The US has one of the most wasteful healthcare systems in the world—we spend around 17 percent of our GDP on health, but experience poorer health outcomes than most other high-income countries. Part of that excess spending is lost to no-shows: patients who don't come to their appointments cost the health system an estimated $150 billion per year, partly because 3.6 million people can't access adequate transport on time.
Rideshare companies have been positioning themselves to help close that gap, while angling to get government funding to take patients to health appointments. Uber and Lyft have built partnerships with insurance companies, hospital systems, and clinics in hopes they can provide more efficient, non-emergency transport for patients trying to get to their appointments. And they say they can save our healthcare system plenty of money doing it.
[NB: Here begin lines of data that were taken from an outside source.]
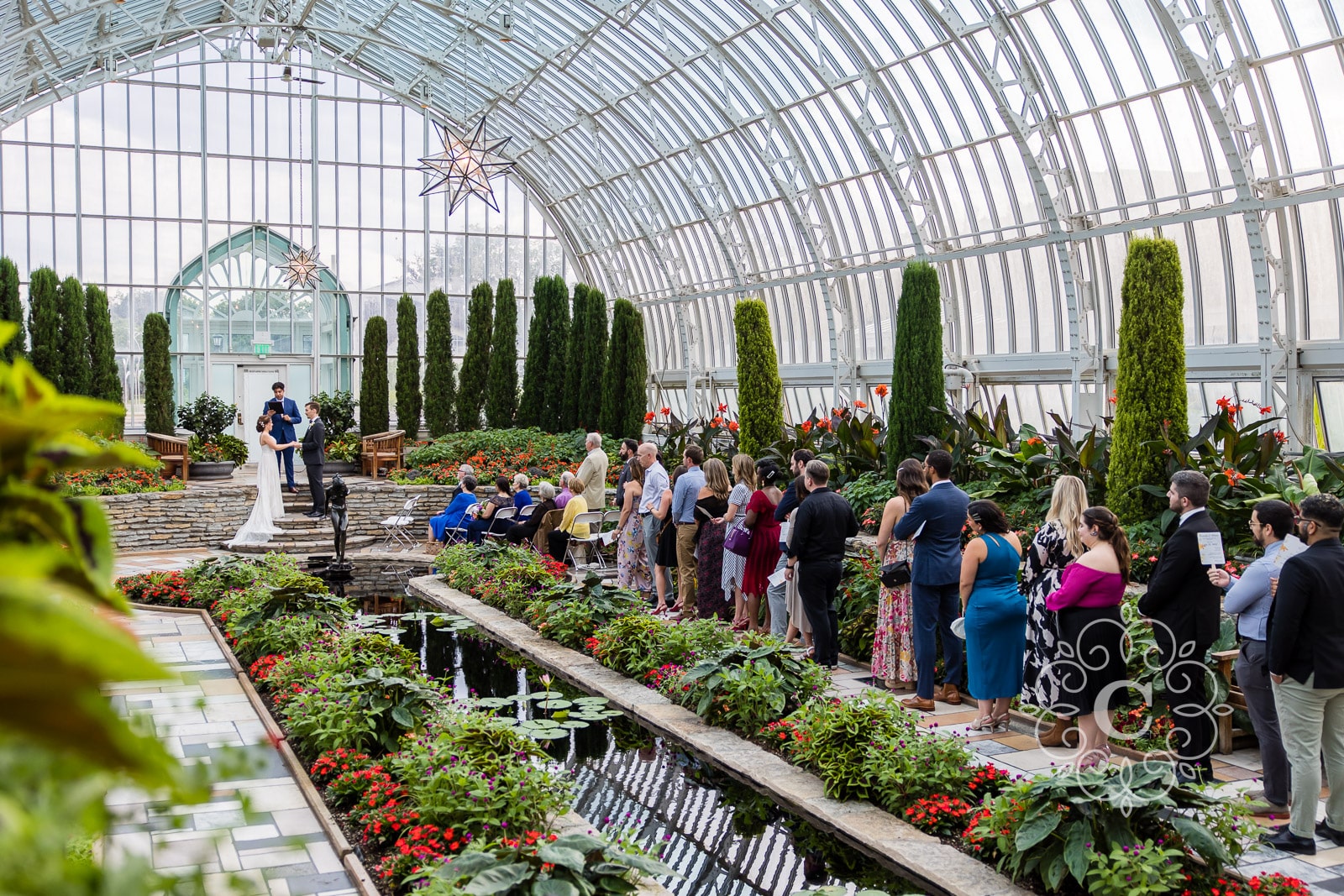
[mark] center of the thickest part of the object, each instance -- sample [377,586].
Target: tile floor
[255,831]
[279,866]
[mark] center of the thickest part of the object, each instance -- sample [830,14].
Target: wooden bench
[1236,699]
[171,450]
[381,450]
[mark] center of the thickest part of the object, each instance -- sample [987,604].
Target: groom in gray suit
[315,456]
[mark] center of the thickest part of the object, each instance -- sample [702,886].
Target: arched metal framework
[692,152]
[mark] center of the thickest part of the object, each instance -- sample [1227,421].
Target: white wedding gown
[269,506]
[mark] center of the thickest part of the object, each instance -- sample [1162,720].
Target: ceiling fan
[286,74]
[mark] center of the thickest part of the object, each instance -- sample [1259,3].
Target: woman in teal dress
[996,614]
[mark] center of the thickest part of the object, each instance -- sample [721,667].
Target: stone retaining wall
[206,516]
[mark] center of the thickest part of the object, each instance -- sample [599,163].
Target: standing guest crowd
[763,550]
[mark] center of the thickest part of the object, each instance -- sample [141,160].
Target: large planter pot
[212,469]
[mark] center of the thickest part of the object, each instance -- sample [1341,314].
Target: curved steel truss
[692,152]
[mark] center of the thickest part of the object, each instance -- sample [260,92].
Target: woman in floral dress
[893,642]
[1055,546]
[632,560]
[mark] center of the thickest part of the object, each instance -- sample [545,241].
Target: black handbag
[895,574]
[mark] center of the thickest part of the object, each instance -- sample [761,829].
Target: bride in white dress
[270,504]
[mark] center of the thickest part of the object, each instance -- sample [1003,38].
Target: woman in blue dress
[996,614]
[454,513]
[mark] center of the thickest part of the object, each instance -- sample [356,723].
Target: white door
[255,390]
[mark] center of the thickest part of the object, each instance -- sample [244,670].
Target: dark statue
[336,493]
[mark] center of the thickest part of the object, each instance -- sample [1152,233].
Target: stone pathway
[259,831]
[1018,752]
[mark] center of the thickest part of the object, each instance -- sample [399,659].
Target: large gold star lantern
[465,168]
[302,268]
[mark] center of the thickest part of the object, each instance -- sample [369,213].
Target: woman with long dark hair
[893,644]
[996,614]
[1088,604]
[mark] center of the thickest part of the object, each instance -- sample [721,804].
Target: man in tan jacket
[591,476]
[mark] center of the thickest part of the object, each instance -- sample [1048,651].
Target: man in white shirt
[655,484]
[591,476]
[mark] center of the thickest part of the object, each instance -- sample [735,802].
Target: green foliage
[625,379]
[917,387]
[440,375]
[531,409]
[45,325]
[55,651]
[104,378]
[207,417]
[74,338]
[158,371]
[501,399]
[570,866]
[1151,378]
[1047,826]
[336,411]
[555,379]
[476,363]
[761,392]
[11,308]
[407,367]
[373,379]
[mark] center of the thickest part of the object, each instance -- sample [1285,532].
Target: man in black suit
[1307,669]
[315,456]
[1184,606]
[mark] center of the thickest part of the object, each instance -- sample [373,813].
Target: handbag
[895,574]
[738,540]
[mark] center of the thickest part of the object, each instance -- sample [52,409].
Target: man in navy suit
[936,520]
[282,430]
[1187,606]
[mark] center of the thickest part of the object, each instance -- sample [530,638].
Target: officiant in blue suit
[282,430]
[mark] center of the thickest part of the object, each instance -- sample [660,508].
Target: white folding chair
[398,527]
[503,513]
[457,535]
[595,540]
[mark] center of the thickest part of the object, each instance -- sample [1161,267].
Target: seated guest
[522,497]
[564,497]
[559,537]
[463,472]
[484,521]
[454,513]
[524,531]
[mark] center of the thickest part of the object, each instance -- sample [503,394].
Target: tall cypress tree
[555,380]
[11,308]
[759,389]
[575,354]
[440,390]
[74,338]
[407,367]
[45,324]
[159,409]
[476,362]
[105,379]
[1149,378]
[373,379]
[595,362]
[501,399]
[917,365]
[624,392]
[531,406]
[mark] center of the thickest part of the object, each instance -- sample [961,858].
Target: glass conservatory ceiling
[803,150]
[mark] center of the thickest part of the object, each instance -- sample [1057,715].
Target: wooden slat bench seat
[171,450]
[381,450]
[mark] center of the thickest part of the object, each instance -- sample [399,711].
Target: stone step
[280,543]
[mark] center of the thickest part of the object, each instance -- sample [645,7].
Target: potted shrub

"For the past three years, we've been focused on non-emergency transport," Megan Callahan, Lyft's Vice President of health, told me through email. "In that time, we've seen endless examples of the positive impact transportation can have...not just on improving overall health, but also by saving costs and increasing operational efficiencies for our healthcare partners."
Earlier this month Lyft announced an expanded partnership with Medicare Advantage plans from health insurance companies BlueCross BlueShield and Humana. Medicare Advantage is a government program for people over 65. Essentially, patients enrolled in these insurance plans, which are funded with government dollars, can access rides to their appointments through Lyft. The rides are billed to their health insurance plan.